Entries linking to fulfillment
Old English fullfyllan "fill up" (a room, a ship, etc.), "make full; take the place of (something)," from full (adj.), here perhaps with a sense of "completion" + fyllan (see fill (v.), which is ultimately from the same root).
It was used from mid-13c. in reference to prophecy (probably translating Latin implere, adimplere). From mid-13c. as "do, perform; carry out, consummate, carry into effect;" from c. 1300 as "complete, finish; satiate, satisfy, gratify." Related: Fulfilled; fulfilling.
Modern English combinations with full tend to have it at the end of the word (as -ful), but this is a recent development and in Old English it was more common at the start, but this word and fulsome appear to be the only survivors.
Self-fulfilling prophecy is attested by 1949, associated with and popularized by U.S. sociologist Robert K. Merton, in writings on racial prejudices, who described it as a false definition of a situation at the outset that evokes a behavior which seems to validate the false concept.
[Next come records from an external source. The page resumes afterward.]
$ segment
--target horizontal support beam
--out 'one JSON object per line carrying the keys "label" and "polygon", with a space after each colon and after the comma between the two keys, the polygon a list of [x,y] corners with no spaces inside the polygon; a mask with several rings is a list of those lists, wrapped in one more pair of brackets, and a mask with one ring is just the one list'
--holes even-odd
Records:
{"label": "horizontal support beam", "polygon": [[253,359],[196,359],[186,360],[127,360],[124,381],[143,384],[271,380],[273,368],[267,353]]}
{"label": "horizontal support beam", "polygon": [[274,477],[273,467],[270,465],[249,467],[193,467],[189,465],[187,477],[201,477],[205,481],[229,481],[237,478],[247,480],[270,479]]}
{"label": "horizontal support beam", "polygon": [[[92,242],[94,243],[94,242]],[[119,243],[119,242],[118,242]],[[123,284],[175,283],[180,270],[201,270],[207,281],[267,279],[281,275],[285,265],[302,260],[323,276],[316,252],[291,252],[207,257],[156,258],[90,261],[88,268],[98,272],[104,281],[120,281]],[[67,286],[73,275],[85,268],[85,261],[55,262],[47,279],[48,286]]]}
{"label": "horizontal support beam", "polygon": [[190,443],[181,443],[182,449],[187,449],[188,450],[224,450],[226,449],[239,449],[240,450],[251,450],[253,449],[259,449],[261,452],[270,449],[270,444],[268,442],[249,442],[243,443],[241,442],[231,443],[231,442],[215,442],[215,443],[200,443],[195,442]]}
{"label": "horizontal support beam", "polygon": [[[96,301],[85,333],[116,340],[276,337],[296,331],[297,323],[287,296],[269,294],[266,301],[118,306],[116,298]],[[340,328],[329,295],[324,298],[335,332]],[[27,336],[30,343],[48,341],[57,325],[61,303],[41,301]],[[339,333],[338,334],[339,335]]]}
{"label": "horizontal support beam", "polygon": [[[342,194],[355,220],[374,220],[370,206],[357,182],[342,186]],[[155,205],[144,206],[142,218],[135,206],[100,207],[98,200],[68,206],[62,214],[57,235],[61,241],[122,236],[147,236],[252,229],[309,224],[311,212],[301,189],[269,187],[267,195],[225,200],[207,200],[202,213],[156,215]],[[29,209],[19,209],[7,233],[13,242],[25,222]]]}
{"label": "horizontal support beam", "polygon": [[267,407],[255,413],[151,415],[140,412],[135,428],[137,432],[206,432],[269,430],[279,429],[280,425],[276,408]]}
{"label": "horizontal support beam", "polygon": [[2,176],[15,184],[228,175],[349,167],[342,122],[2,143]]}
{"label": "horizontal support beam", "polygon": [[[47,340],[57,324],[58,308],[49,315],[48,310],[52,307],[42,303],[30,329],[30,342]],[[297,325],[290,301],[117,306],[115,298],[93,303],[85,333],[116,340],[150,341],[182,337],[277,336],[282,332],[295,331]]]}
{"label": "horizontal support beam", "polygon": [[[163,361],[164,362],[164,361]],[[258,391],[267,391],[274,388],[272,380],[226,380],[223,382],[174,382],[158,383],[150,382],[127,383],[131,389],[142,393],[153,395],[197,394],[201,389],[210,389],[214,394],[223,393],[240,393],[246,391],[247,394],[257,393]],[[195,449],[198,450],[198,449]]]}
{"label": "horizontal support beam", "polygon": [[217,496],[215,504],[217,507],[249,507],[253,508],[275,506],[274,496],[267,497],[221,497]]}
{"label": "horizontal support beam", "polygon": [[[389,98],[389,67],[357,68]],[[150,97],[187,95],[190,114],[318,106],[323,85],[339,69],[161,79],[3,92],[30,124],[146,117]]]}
common suffix of Latin origin forming nouns, originally from French and representing Latin -mentum, which was added to verb stems to make nouns indicating the result or product of the action of the verb or the means or instrument of the action. In Vulgar Latin and Old French it came to be used as a formative in nouns of action. French inserts an -e- between the verbal root and the suffix (as in commenc-e-ment from commenc-er; with verbs in ir, -i- is inserted instead (as in sent-i-ment from sentir).
The stems to which -ment is normally appended are those of verbs; freaks like oddment & funniment should not be made a precedent of; they are themselves due to misconception of merriment, which is not from the adjective, but from an obsolete verb merry to rejoice. [Fowler]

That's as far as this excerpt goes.